Réponse de le 17/09/2014 à 16:36 :
Alice au pays des merveilles ou quand l'enthousiasme irrationnel surpasse
indûment la valeur réelle ...
a écrit le 16/09/2014 à 22:58 :
Bonne question!! car elle est partie , et bien partie! loin, très , très loin, à perte de vue! et n'est pas prête de revenir, messieurs les politiques tous confondus ! tous pourris.
a écrit le 16/09/2014 à 21:47 :
Pas mal cette lettre. Mais tout cela n'est pas dans l'ADN d'une gauche corrompue, manipulatrice et incompétente. En cette période de mondialisation, la gauche à la française est morte et elle constitue le plus beau frein à notre démocratie...
Réponse de le 17/09/2014 à 6:56 :
Vous commencez mal car vous ciblez un courant politique en pensant que l'autre n'est pas corrompu, manipulateur, et incompétent alors que le pb n'est pas un courant mais un système opaque de chaque clan. Pour une France politique probe il ne peut y avoir des visions corporatistes de chaque parti la voiture balai de chacun des partis doit passer là est un vrai sujet interne aux partis politiques le plus dur des choix le nettoyage.
a écrit le 16/09/2014 à 21:18 :
Déjà, avoir donné sa confiance à Sarko avant la crise économique a montré les dégâts. Mais avec la démonstration claire que la plèbe ne VAUT rien dans tous les sens du terme, là, LES peuples sont maintenant fixés. Et ce ne sont pas quelques illuminés d'extrême-droite qui pourront même changer la donne. La confiance, ça se mérite.
a écrit le 16/09/2014 à 20:44 :
Ce terme de " confiance " ne veut rien dire appliqué à la politique ou à l'économie.

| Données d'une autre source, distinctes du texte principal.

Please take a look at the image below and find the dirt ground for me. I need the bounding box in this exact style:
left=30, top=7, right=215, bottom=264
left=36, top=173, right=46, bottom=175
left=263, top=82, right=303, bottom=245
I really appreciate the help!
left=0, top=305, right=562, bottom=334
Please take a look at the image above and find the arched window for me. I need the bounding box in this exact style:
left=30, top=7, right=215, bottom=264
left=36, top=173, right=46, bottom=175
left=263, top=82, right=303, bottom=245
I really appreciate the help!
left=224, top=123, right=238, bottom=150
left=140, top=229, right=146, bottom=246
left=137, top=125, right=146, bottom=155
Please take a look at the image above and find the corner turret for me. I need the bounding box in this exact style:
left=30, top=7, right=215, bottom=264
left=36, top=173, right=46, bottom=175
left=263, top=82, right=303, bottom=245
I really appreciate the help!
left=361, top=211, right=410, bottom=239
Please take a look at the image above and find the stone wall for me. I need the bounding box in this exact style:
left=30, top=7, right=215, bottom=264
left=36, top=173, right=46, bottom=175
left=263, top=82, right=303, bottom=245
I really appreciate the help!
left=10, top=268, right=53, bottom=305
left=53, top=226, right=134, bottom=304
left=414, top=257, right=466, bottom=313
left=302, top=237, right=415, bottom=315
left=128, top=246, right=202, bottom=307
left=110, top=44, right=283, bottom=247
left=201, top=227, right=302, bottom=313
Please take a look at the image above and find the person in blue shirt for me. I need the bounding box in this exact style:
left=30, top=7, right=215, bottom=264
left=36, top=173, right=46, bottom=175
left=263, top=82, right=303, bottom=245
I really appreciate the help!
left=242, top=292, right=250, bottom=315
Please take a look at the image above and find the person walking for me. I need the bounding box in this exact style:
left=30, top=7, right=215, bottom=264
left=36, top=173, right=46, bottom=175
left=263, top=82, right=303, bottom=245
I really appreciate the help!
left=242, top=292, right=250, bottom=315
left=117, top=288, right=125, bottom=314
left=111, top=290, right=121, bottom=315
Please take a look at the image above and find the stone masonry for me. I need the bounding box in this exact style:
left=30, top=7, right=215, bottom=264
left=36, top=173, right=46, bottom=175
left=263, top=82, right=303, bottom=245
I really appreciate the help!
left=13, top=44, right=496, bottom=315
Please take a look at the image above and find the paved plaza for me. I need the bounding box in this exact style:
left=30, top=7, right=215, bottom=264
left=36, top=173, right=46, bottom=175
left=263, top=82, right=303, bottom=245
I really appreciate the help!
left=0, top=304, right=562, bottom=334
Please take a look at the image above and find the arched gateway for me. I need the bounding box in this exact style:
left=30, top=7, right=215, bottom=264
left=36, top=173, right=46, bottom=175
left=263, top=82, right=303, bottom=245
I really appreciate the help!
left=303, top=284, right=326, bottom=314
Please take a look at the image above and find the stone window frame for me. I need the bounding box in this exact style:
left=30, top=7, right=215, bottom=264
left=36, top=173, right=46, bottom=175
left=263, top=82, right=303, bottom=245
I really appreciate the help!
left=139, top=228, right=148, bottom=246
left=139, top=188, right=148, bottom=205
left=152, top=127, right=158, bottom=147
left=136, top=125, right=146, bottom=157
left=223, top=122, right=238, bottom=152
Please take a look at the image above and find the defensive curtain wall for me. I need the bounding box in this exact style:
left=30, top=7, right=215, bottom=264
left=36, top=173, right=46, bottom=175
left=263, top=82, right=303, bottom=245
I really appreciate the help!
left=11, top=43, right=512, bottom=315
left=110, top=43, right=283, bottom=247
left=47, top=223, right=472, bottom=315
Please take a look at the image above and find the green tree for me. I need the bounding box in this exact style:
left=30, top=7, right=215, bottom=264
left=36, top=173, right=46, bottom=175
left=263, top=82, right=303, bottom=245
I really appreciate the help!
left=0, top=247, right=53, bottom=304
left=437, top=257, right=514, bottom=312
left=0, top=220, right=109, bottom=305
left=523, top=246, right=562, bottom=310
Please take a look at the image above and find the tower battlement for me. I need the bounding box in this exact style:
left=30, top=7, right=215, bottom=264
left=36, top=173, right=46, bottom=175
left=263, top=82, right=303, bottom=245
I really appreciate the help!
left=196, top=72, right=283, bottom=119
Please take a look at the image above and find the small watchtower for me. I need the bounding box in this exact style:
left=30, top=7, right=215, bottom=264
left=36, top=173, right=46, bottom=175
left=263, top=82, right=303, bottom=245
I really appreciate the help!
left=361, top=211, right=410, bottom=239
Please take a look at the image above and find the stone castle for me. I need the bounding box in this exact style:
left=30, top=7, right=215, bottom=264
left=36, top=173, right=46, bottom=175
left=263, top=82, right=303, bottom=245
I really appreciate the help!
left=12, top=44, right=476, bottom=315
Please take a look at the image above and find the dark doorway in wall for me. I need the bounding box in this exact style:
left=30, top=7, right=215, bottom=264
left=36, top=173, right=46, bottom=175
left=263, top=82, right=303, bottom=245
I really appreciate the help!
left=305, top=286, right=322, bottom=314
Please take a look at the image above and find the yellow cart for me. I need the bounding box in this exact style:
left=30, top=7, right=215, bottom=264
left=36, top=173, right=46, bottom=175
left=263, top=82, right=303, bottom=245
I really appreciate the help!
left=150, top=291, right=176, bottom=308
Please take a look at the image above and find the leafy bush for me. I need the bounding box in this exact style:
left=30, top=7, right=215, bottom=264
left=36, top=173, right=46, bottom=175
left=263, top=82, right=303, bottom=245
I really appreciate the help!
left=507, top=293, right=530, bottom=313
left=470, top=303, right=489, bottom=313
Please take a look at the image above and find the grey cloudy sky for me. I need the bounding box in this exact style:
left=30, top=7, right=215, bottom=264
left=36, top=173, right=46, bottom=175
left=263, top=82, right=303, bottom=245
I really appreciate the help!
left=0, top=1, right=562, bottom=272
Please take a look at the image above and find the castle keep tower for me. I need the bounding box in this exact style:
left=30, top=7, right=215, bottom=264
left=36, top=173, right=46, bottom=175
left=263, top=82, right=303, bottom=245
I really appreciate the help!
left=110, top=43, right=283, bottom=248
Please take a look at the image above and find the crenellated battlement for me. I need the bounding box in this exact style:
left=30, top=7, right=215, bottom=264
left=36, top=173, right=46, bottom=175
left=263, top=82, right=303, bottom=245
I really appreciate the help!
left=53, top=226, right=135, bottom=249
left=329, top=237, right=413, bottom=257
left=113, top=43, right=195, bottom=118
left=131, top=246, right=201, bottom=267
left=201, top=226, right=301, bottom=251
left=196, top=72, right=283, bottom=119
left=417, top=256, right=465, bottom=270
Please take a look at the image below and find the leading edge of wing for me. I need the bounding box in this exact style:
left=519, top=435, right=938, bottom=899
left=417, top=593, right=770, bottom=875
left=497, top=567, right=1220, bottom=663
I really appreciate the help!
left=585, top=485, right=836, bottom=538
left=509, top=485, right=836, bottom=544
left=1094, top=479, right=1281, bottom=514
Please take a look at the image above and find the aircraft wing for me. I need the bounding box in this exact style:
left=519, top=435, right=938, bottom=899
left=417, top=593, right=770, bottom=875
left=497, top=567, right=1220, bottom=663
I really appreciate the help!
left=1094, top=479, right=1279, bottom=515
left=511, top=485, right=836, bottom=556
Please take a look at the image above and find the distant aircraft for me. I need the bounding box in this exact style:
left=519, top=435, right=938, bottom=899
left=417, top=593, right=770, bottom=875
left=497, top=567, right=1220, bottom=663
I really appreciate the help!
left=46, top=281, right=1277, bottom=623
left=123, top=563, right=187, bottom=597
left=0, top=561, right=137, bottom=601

Réponse de le 16/09/2014 à 21:09 :
please explain.
Réponse de le 17/09/2014 à 7:55 :
Lisez Shakespeare ...
Réponse de le 19/09/2014 à 14:58 :
et Alice au pays des merveilles.
a écrit le 16/09/2014 à 20:14 :
Il faut une sacrée dose de candeur pour avoir encore confiance. En plus le massacre par l'impôt nous encourage...à faire le stricte minimum. Pourquoi les entrepreneurs devraient-ils se crever la paillasse pour les autres ? La confiance c'est comme la croissance, quand elle elle n'existe plus il faut des années avant de la revoir. En France la seule croissance qui ne fait aucun doute c'est celle du chômage !
Réponse de le 17/09/2014 à 8:30 :
...Dose de candeur, ou être "neuneu", bénbi-oui-oui, râvi de la crèche, au choix...en attendant faut être dans ces cas là, sinon, ça le fait pas, impossible.
Réponse de le 17/09/2014 à 16:39 :
+ 100
a écrit le 16/09/2014 à 19:53 :
La force de la parole tenue...on en est malheureusement très loin, et la parole s'apprécie aussi dans le temps. Quand quelqu'un me dit"je vais le faire", dans mon espace spatio-temporel, c'est pas dans deux ans...tout est trop long, et ces longueurs sont sources de sempiternelles disputes et discussions..
Réponse de le 17/09/2014 à 8:54 :
ceux qui préconisent, disent pour les autres, mais ne font pas pour eux mêmes ce qu'ils préconisent pour les autres, n'ont aucune parole, et ne sont absolument pas crédibles!